Sepuluh

67 14 0
                                    

“Tolongin gue,”

“Lo dimana?” Gibran dengan cepat menyambar jaket dan mengambil kunci motor sebelum Gabrel menghentikannya.

“Jangan gegabah. Kita bertiga berangkat semua, ambil kunci mobil!” titah Gabrel.

Gabrin dengan celana pendeknya segera mengambil jaket dan topi kemudian menyusul abangnya. Dengan gesit Gabrel mengendarai mobil yang berisi trio ecek-ecek tersebut keluar dari gerbang rumahnya. Gibran terus menelpon Marsha namun ponsel tidak aktif. Beruntung tadi sebelum mematikan telpon, Marsha memberikan lokasi dirinya berada.

“Dia bilang di gedung kosong. Emang ada gedung kosong ya di sana?” tanya Gibran pada abangnya.

“Ada. Bekas ruko.” Gabrel menambah kecepatan mobilnya. Ketika sampai di depan gedung, Gabrel memarkirkan dengan asal. Ketiganya keluar kemudian memasuki gedung tersebut. Gabrin mengeluarkan ponselnya guna menyalakan lampu senter.
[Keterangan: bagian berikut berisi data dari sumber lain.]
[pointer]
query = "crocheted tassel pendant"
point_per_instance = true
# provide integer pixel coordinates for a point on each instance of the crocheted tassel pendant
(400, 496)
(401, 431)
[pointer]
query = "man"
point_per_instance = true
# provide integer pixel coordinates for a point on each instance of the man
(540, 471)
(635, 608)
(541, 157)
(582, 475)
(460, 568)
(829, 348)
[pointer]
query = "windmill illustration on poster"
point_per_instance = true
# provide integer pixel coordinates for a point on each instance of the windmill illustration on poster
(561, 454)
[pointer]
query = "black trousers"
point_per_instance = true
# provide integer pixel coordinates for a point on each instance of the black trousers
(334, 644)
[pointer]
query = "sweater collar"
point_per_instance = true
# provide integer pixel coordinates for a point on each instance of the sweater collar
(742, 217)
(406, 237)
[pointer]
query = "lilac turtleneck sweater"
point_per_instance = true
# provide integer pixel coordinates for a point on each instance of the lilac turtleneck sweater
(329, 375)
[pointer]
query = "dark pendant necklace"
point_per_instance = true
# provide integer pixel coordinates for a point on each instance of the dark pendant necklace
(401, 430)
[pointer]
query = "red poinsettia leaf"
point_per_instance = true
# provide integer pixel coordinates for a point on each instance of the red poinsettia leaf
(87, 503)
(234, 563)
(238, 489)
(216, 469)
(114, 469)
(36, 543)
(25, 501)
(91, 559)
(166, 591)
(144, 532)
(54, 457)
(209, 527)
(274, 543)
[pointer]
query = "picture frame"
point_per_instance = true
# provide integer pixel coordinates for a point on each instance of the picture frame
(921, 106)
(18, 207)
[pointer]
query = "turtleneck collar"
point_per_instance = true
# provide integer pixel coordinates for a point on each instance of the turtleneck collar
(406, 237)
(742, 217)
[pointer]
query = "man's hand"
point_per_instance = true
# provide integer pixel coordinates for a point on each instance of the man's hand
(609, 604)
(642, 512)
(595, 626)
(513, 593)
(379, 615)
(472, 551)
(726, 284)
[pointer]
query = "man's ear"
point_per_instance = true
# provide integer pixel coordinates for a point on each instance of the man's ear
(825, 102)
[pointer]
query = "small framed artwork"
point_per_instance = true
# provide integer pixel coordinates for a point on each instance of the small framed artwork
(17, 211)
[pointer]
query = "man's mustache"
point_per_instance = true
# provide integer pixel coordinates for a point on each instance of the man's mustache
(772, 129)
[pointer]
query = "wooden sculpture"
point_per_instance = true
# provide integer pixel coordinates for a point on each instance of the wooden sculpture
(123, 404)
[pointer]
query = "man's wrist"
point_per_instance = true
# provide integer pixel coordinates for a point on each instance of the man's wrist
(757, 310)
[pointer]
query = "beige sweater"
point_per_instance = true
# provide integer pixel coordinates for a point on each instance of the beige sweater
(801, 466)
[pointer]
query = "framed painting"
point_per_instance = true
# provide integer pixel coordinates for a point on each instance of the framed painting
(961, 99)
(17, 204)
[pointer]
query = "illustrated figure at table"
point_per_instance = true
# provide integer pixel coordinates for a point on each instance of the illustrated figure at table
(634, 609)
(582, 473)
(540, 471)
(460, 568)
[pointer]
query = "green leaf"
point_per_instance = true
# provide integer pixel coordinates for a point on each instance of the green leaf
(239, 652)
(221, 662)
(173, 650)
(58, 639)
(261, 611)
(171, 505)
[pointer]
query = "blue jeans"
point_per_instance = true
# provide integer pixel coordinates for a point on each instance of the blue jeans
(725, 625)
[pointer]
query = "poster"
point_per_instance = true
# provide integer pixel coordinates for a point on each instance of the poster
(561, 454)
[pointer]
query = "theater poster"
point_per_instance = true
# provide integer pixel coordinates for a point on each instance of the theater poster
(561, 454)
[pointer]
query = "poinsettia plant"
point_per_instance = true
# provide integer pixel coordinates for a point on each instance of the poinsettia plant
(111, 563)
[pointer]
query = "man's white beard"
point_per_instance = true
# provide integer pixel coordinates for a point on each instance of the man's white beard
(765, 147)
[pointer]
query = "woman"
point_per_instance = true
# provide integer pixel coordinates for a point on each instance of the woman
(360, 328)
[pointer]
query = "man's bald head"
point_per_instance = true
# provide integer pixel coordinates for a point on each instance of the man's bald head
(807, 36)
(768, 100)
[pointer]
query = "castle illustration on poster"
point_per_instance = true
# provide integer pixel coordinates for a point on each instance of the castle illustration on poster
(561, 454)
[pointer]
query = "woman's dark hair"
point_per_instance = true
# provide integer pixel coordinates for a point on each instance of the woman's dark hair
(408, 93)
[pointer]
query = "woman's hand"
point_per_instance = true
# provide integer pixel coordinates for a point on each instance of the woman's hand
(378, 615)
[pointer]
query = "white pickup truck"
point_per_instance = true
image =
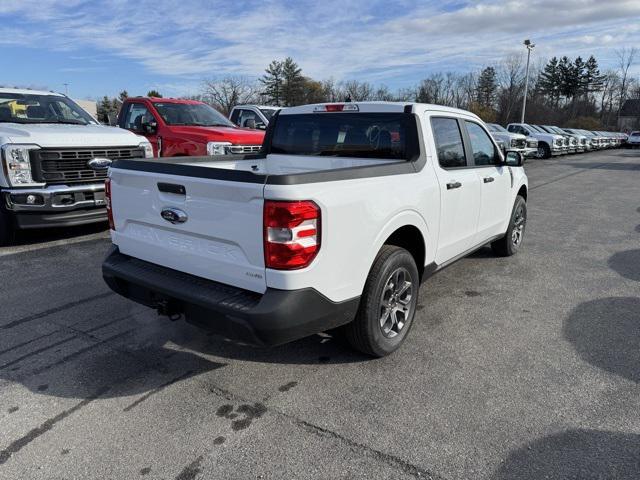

“Ada orang ngga sih?” tanya Gabrin.

“Sepertinya engga. Marsha punya trauma di tempat gelap makanya dia panik.” Jawab Gabrel. Ia membuka pintu yang lumayan berat.

“Sha! Lo dimana?” panggil Gibran disusul yang lain. Saat sedang mencari Marsha tiba-tiba ada suara yang membuat Gabrel dan Gibran salah fokus. Perut Gabrin. “Kenapa lo, Ga?”

“Laper, gue. Kita belum makan malam kalau lo lupa.” Gabrin mengusap perutnya. “Dimana dah Kak Marsha?”

“ALLAHU AKBAR!” teriak ketiganya saat sosok berambut panjang berdiri di depannya.

“Ini gue. Kenapa kaget sih, hiks,” ujar Marsha di sela tangisnya. Gibran langsung mengecek keadaan Marsha memastikan semua utuh. Semua langsung bergegas ke mobil dengan Marsha yang dituntun Gabrel. Sesampainya di dalam mobil, Gibran langsung melayangkan berbagai pertanyaan. Gabrel segera mengemudikan mobilnya. Sedangkan Gabrin duduk di samping Gabrel. Ia menyodorkan minum untuk Marsha.

“Siapa yang bawa lo ke sana? Vito?” Belum sempat menjawab, derungan motor di samping mobil mengalihkan perhatian trio ecek-ecek beserta Marsha.

“Shit!” umpat Gibran. Gabrel meminggirkan mobilnya.

“Gaga di dalem aja sama Marsha,” ucap Gabrel. Sedangkan Gibran sudah keluar dengan emosi siap tempur.

“Marsha mana?” Pengendara motor tadi alias Vito menggedor pintu mobil. Gabrel dengan sigap menarik kerah baju Vito menjauh dari mobil.

“Dia balik sama gue,” ucap Gabrel.

“Dasarnya brengsek tetap brengsek,” sindir Gibran dengan senyum sinisnya.

“Maksud lo apa?” Vito merasa tidak terima dengan ucapan Gibran.

“Cowok mana yang ngebiarin ceweknya malam-malam di dalem gedung kosong sendirian? Gue udah berapa kali peringatin lo, kalau lo pacaran sama Marsha buat nyakitin dia buat apa? Lepasin Marsha,” cecar Gibran.

Gabrel hanya diam memantau adiknya jangan sampai melakukan perbuatan yang bakal merugikan dirinya sendiri.

Vito tersenyum miring, “Lepasin? Lo ngga bisa ngatur perasaan Marsha. Bahkan Marsha yang ngemis cinta ke gue meskipun udah gue sakitin berulang kali.”

Gibran melayangkan bogemnya saat teringat luka di bibir dan lebam di tangan Marsha. Vito tersungkur kemudian berdiri siap membalas namun tangannya di cegah oleh seseorang.

“Jangan, tolong. Gue gapapa,” lirih Marsha. Tangannya menggenggam sebelah tangan Vito. Vito yang melihat Marsha seketika meredamkan emosinya. Satu tangan Marsha menyentuh luka lebam di wajah Vito. Sepertinya Vito sudah berkelahi sebelum ia ke sini. Terbukti dengan luka yang sudah lebam, di tambah pukulan dari Gibran membuat lukanya kembali terbuka. “Sakit?”